What Is Quantum?
Imagine a world where objects can seem to exist in two places at once or affect each other from across the universe.
Although we don’t see these types of things in our everyday lives, similar curiosities appear to exist all around us in the fundamental behavior of our universe and its smallest building blocks. These peculiar characteristics of nature are described by a branch of physics called quantum mechanics.
In the early 1900s, scientists began to develop quantum mechanics in order to explain the results of a number of experiments that defied any other interpretation. Today, scientists use this theory to create powerful technologies — unhackable communication of messages, faster drug discovery and higher-quality images on your phone and TV screens.
So, what is quantum? In a more general sense, the word “quantum” can refer to the smallest possible amount of something. The field of quantum mechanics deals with the most fundamental bits of matter, energy and light and the ways they interact with each other to make up the world.
Unlike the way in which we usually think about the world, where we imagine things to have particle- or wave-like properties separately (baseballs and ocean waves, for example), such notions don’t work in quantum mechanics. Depending on the situation, scientists may observe the same quantum object as being particle-like or wave-like. For example, light cannot be thought of as only a photon (a light particle) or only a light wave, because we might observe both sorts of behaviors in different experiments.
Day to day, we see things in one “state” at a time: here or there, moving or still, right-side up or upside down. The state of an object in quantum mechanics isn’t always so straightforward. For example, before we look to determine the locations of a set of quantum objects, they can exist in what’s called a superposition — or a special type of combination — of one or more locations. The different possible states combine and interfere with each other like waves in a pond, and the objects only have a definite position after we’ve looked. Superposition is one of the main features that make quantum computers possible because it enables us to represent information in new and useful ways.
Another interesting quantum behavior is tunneling, where a quantum object, like an electron, can sometimes pass through barriers it otherwise wouldn’t be able to get through. This happens because superposition allows for a small chance of the electron being on the other side of the barrier. Quantum tunneling has applications such as in flash memory devices, powerful microscopes and quantum computers.
When quantum objects interact, they are linked to each other through a connection called entanglement. This connection holds even if the objects are separated by large distances. Einstein called it “spooky action at a distance.” Scientists are making use of it for ultra-secure communication, and it is an essential feature in quantum computing.
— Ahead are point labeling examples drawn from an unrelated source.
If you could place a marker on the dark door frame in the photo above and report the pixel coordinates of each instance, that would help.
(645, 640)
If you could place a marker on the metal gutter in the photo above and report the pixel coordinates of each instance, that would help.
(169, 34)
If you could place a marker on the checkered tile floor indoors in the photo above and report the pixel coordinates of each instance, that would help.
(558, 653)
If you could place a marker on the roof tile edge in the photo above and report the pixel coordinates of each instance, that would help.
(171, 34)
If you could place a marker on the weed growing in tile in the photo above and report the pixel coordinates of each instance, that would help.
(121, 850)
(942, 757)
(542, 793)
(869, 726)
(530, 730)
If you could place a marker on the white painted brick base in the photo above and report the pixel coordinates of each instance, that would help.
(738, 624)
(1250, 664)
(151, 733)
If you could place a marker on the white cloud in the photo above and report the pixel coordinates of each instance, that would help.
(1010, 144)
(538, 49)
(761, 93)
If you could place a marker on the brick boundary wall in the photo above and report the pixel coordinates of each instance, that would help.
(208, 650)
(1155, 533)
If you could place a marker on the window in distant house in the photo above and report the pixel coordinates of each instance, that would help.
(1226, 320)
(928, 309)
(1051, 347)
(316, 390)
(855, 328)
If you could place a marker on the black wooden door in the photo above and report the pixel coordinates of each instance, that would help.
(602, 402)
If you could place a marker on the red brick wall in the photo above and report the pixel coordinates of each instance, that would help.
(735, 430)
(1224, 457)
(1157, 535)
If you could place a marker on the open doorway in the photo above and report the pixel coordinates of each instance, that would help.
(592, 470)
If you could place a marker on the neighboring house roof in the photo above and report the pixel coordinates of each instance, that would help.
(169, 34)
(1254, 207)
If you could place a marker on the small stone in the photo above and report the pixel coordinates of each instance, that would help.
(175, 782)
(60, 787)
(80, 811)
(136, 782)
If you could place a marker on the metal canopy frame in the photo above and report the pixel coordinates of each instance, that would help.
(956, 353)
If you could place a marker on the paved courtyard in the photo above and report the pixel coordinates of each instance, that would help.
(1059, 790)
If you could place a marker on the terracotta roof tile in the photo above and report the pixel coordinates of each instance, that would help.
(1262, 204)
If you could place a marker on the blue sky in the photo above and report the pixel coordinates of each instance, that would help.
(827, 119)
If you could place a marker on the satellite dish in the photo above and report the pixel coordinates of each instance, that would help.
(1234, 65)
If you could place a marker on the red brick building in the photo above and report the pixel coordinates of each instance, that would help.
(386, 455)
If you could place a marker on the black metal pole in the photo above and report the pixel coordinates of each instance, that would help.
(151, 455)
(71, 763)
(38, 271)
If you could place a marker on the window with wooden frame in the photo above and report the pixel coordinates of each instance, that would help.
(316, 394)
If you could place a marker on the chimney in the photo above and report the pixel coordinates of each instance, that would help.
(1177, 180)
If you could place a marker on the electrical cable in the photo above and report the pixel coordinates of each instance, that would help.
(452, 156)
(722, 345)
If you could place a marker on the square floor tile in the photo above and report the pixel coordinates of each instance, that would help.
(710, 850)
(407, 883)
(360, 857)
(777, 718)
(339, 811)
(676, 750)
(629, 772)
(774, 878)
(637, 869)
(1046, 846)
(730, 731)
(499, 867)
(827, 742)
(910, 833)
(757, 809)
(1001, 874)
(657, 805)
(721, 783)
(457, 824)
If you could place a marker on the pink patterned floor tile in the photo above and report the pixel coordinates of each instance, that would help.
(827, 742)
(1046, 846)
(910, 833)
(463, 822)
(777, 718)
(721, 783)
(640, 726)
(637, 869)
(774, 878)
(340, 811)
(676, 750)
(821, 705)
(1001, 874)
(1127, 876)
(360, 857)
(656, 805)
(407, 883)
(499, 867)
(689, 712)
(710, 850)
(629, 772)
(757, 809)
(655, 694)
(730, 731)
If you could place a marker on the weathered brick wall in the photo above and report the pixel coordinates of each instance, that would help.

At the U.S. Department of Energy’s (DOE) Argonne National Laboratory, scientists take advantage of world-class expertise and research facilities to develop quantum technologies to store, transport and protect information, and to investigate our universe, from the intricate dynamics deep within an atom to events as grand as the birth of the universe itself. Argonne also leads Q-NEXT, a DOE national quantum information science research center working to develop quantum materials and devices and capture the power of quantum technology for communication.